Monday, February 10, 2014

When politics becomes an art

When politics becomes an art                                                                     12 Feb 2014

Pranab Mukerjee’s R-Day address is the most honest public expression that we have had of any president’s personal view on an election’s outcome

President Mukerjee introspects no less than these great predecessors of his. And he knows the impact that a President’s ‘open introspections’ can exercise over the country’s mind. And so, in his Republic Day address this year, when he spoke about corruption, about elections, about the dangers of anarchy, he did what he knew was expected of him.

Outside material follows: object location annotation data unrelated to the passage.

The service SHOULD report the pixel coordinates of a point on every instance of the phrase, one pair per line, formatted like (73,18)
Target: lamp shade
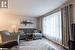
(8,18)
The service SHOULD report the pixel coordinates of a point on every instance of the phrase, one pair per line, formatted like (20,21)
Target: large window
(52,27)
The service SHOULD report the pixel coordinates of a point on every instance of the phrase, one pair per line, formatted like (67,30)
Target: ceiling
(34,8)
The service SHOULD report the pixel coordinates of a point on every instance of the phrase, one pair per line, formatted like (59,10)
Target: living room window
(52,27)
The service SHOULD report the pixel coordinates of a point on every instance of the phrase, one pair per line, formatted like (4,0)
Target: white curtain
(52,27)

He gave us this proposition: “Corruption is a cancer that erodes democracy”. Who would disagree with that? No one, but anyone and everyone would wonder: Surely corruption does more than that, does worse than that. When it infiltrates the ranks of our bureaucracy, our magistracy, our media, our corporate, our educational system and even the impeccable cloisters of our armed forces with audacity, corruption is gross. It corrodes the core of civilized nationhood-trust. It undermines faith in all our institutions, those that create governments as well as those that sustain the limbs of society. Corruption mutilates confidence in the fairness of our swaraj. It reduces the accessing of entitlements to a scramble, faith in our Republic to a gamble.

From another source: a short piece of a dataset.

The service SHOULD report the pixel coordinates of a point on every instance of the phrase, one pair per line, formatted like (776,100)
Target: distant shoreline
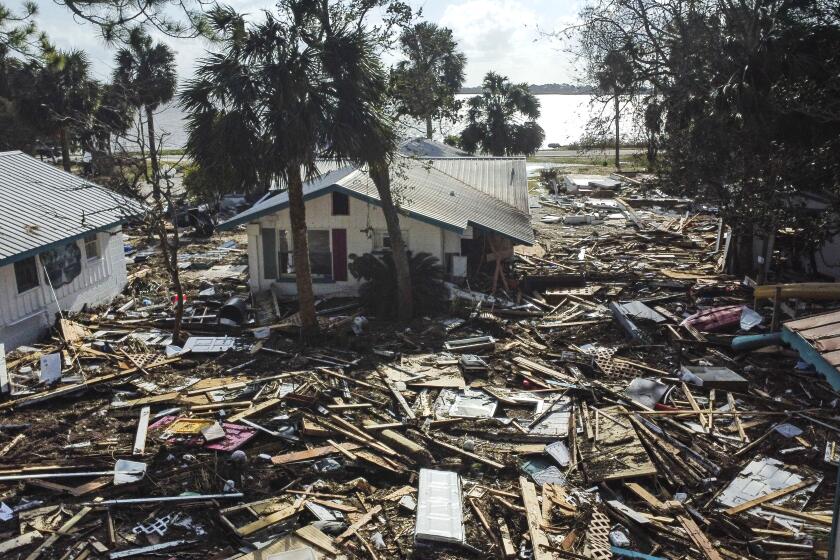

The President’s corruption is a cancer that erodes democracy’ observation did not quite serve to show us this multiple malevolence. But the made sure to tell the corrupt politician and his type that unless they altered their ways, they would get replaced. That was artistry, that was finesse! And then, lest he be seen as inadvertently giving AAP his blessing he sounded three notes of a very contrary caution:

“Elections do not give any person license to flirt with illusions”

“Those who seek voters’ trust must promise only what is possible”

Counter-archery, in which you shoot an arrow to hit the arrow you have just shot, is about finesse too.

Precisely because our President is who he is, I believe, he is going to use his political artistry in the coming months very differently from how he has done it, in the past. This is my gut feeling.